= Nobilissima familia (Hungary) =

The terms Nobilissimus (most noble) and nobilissima familia (most noble family) have been used since the 11th century for the King of Hungary and his family. But it were then only a few that were mentioned in documents as such:

- in the year 1055 Bela I of Hungary.
- in the year 1093 Saint Ladislaus I of Hungary.
- in the year 1161 Ladislaus II of Hungary.
- in the year 1213 Gertrude of Merania.
- in the year 1226 Coloman of Lodomeria.
- in the year 1386 Saint Hedwig of Poland.
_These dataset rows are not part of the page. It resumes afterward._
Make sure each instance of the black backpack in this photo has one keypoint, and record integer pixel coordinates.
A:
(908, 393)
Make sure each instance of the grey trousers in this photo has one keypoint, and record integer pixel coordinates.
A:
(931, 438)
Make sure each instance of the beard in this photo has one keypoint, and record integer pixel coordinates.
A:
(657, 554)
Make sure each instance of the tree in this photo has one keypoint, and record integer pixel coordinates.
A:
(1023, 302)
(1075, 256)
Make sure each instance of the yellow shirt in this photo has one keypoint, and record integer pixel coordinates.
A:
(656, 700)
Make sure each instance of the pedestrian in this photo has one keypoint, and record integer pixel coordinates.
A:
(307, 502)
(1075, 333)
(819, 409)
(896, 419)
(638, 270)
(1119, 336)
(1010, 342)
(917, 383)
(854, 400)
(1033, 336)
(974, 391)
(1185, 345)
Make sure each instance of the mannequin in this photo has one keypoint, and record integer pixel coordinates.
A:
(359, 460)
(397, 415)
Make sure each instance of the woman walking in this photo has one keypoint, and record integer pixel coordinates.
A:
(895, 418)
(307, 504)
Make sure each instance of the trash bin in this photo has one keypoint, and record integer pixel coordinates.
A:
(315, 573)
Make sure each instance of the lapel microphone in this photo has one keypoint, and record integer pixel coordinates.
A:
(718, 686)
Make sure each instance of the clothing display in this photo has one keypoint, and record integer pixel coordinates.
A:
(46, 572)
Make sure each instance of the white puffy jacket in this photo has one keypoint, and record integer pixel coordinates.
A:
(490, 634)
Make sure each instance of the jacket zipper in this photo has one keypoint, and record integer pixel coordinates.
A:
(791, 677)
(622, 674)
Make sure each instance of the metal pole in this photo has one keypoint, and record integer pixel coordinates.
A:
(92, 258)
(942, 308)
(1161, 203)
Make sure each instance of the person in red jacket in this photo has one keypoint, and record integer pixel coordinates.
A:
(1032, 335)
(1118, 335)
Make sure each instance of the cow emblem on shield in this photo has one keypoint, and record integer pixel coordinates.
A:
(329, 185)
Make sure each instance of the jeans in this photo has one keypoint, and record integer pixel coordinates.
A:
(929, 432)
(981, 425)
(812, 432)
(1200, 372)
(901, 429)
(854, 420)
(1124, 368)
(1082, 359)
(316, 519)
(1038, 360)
Besides the most noble family of the King of Hungary were three other families mentioned in court verdicts in the 14th century in Hungary and in Dalmatia as "nobilissima familia" (most noble family):

- in the year 1322 the most noble family of Budislav de genere Percal in a supreme court verdict in a case about the right of jurisdiction in a village.
- in the year 1340 the most noble family of Job Zabroczky de Kesmark, because he could through his genealogy verify, that his family once had come from Dalmatia, because he was the son of Adam, son of Demetrius, son of Jonas, son of Hervard, son of Koloman, son of Gothard, son of Benedictus.
- in the year 1360 the most noble family of duke Gilet de Fraknó, because he gave Fraknó back to the crown.